Skip to content

std.sort

std.sort.sort provides pure Janus, in-place sorting helpers for :core code. It performs no allocation and requires no capability.

use std.sort.sort as sort
pub const INSERTION_SORT_CUTOFF: usize = 32
pub const ADAPTIVE_SORT_CUTOFF: usize = 64
pub func insertion_sort_by[T](
edit arr: []T,
len: usize,
less: func(T, T) -> bool,
) -> void
pub func quicksort_by[T](
edit arr: []T,
len: usize,
less: func(T, T) -> bool,
) -> void
pub func sort_by[T](
edit arr: []T,
len: usize,
less: func(T, T) -> bool,
) -> void

less(a, b) returns true when a should appear before b.

sort_by uses insertion sort for slices smaller than ADAPTIVE_SORT_CUTOFF and median-of-three quicksort for larger slices. quicksort_by falls back to insertion sort for subranges smaller than INSERTION_SORT_CUTOFF.

Comparator quicksort is not stable. Equal elements may be reordered.
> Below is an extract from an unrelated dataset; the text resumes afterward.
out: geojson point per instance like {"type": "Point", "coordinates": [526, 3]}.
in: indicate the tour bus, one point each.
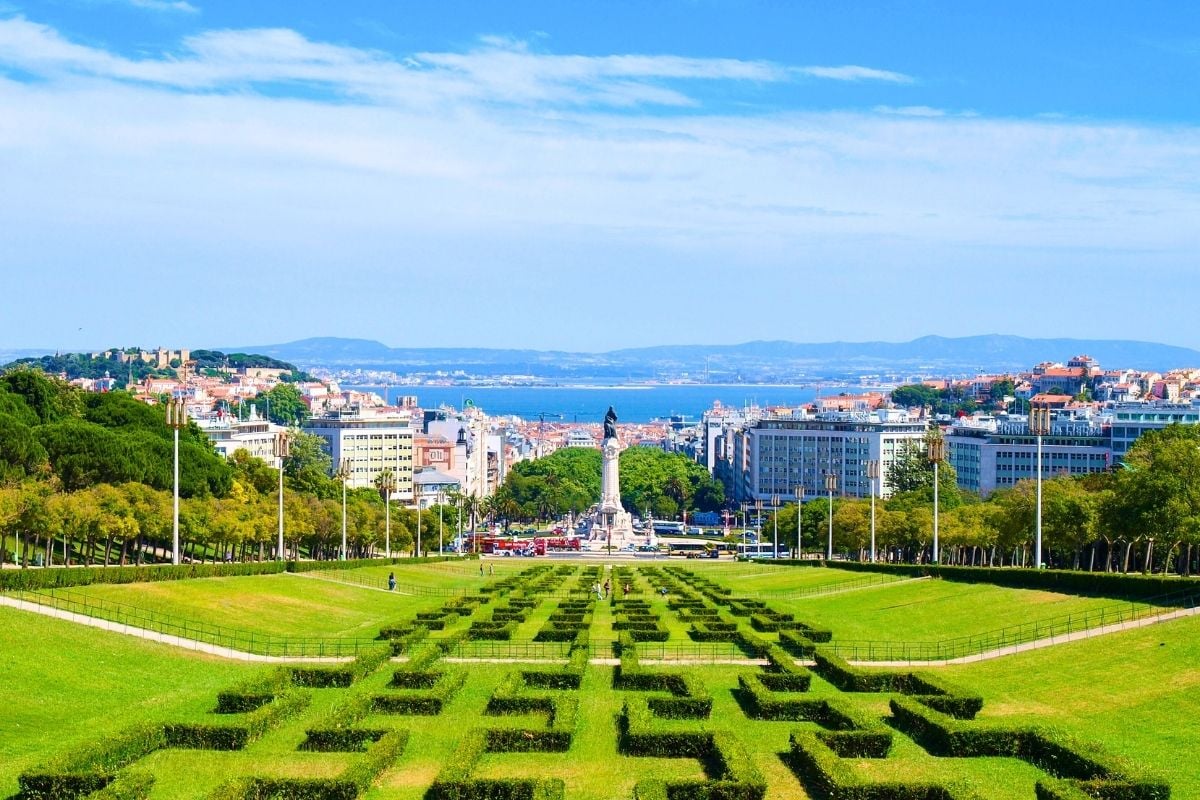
{"type": "Point", "coordinates": [762, 551]}
{"type": "Point", "coordinates": [694, 549]}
pub func insertion_sort_i64(edit arr: []i64, len: usize) -> void
pub func quicksort_i64(edit arr: []i64, len: usize) -> void
pub func sort_i64(edit arr: []i64, len: usize) -> void
pub func insertion_sort_u64(edit arr: []u64, len: usize) -> void
pub func quicksort_u64(edit arr: []u64, len: usize) -> void
pub func sort_u64(edit arr: []u64, len: usize) -> void

The concrete sort_i64 and sort_u64 helpers use the same adaptive shape: insertion sort for small slices, quicksort for larger slices.

use std.sort.sort as sort
func less_i64(a: i64, b: i64) -> bool do
return a < b
end
func main() -> i32 do
var arr = [_]i64{4, 1, 3, 2}
sort.sort_by[i64](arr, 4, less_i64)
if arr[0] != 1 do return 1 end
if arr[3] != 4 do return 2 end
return 0
end
Terminal window
cd janus
./scripts/zb test-sort

The smoke covers insertion sort, quicksort, adaptive concrete sorting, and large generic comparator sorting that forces the quicksort path.